# Suggestions for beginner



## railrider (Apr 10, 2010)

Hello. I am a beginner to model railroading and would like some suggestions. I have started on a small layout and would like to see how I like it before I spend tons of money on it. I think I will buy some atlas trains and rolling stock. If anybody has any Suggestions to me for what and what not to do, it will be much appreciated. Thanks!


----------



## tankist (Jun 11, 2009)

hey there and welcome to the hobby and the forum.
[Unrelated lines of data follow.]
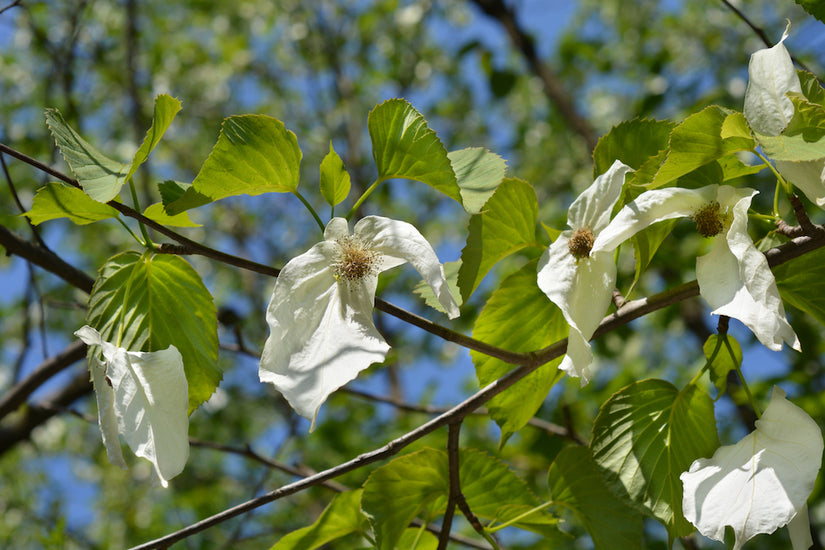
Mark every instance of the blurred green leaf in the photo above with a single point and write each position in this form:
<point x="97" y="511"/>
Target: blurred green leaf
<point x="255" y="154"/>
<point x="507" y="224"/>
<point x="57" y="200"/>
<point x="725" y="360"/>
<point x="647" y="434"/>
<point x="518" y="317"/>
<point x="403" y="146"/>
<point x="576" y="483"/>
<point x="157" y="301"/>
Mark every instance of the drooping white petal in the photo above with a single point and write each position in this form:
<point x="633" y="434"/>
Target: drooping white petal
<point x="771" y="75"/>
<point x="151" y="404"/>
<point x="106" y="419"/>
<point x="582" y="289"/>
<point x="321" y="331"/>
<point x="592" y="209"/>
<point x="760" y="483"/>
<point x="807" y="176"/>
<point x="735" y="280"/>
<point x="144" y="396"/>
<point x="651" y="207"/>
<point x="400" y="242"/>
suggestion - start reading, lots of info accumulated on this board


----------



## BNSF Fan (Feb 27, 2010)

Welcome to the forum. Starting here is a good idea. Read thru the posts, and ask questions. There are a lot of decisions to be made. How much space do you have, and what would you like your layout to do? It can be fun deciding what to do and seeing it come together. Enjoy.

Paul


----------



## railrider (Apr 10, 2010)

Thanks for the tips. I think that for my first layout I am looking into standard dc. I have a power plug from a life-like train set that I am going to use and will use atlas code 80 snap-track. I don't really want anything to big and fancy, but I would like it to be more realistic. I'm working on a tight budget.


----------



## RichardS (Feb 27, 2010)

I know what you mean about tight budgets, me too. One thing I would do is save up and invest in a MRC power pack, there are some inexpensive ones (30-40$) ones around and they work much better than the train set packs. I used a 501N golden power pack for 25 years until it finally gave out and am now using a MRC railpower 1370. Atlas makes some fine locos and rolling stock and although they are cheaper and generally less dependable, Bachmann has a great warranty. Good luck and welcome.

Richard


----------



## tjcruiser (Jan 10, 2010)

Railrider,

If your taking fiscal baby steps into this (a wise thing!), I'd suggest buying as much as you can used via train shows, ebay, people on forums, etc. You can get some great deals on locos, cars, etc. that are near new for a fraction of the cost of new.

Good luck!

TJ


----------



## kootch88 (Feb 28, 2010)

I have limited experience, but here is what I have learned:
1. Old Atlas Turnouts work far better than the newer ones. The model power turnouts new work better for me than the Atlas version by the way.
2. Life-Like cars are cheap, and they perform and look the part in my opinion.
3. Standard Bachmann Engines are cheap for a reason, not sure about the Spectrum locomotives
4. Track laying is by far the most important phase of modeling. I used a rail car for each joint to ensure smooth operation. Any hitches can be trouble. I learned the hard way and ripped my set down and re-did the whole thing because I did not listen to experienced modelers. Lesson Learned.
5. When wiring, make it neat and easily able to be identified later on. I have 16 turnouts and each has (had, will be DCC soon) power plus the additional power splices. I actually had a problem with ac bleeding over to dc because of how I had organized my wires. Keep dc and ac separate.
6. Have fun, this hobby is such a blast and you will learn many new skills I am betting.
7. I have had very good luck with Bachmann rail cars.
8. When buying cars take a look at Tower Hobbies, they do not rape you on shipping like many EBAY sellers.


----------



## railrider (Apr 10, 2010)

Thanks for the tips!:thumbsup:Thaer is a hobby store about 30 miles away from my house that has a 30 dollar Bachman engine.


----------



## Brakeman Jake (Mar 8, 2009)

Speaking of Bachmann's regular line locos,it becomes evident why they're cheap when you operate one.They're a guess when buying,they may be fair or complete failures.On the other hand,the Spectrum line is quite different.I still recommend you try before buying but they are much better generally,although not as smooth as Atlas or Kato.
About Ebay sellers who boost shipping rates...I do buy on Ebay occasionally and do take into account shipping rates before setting my bid amounts...that simple.I may be wrong here but I believe that sellers don't have to share with Ebay on shipping amounts and are so trying to get a better deal this way.If I "win" the bid,I still get a decent deal this way.Do I feel it's honest?...No.Do I feel bad for Ebay owners?...Neither.


----------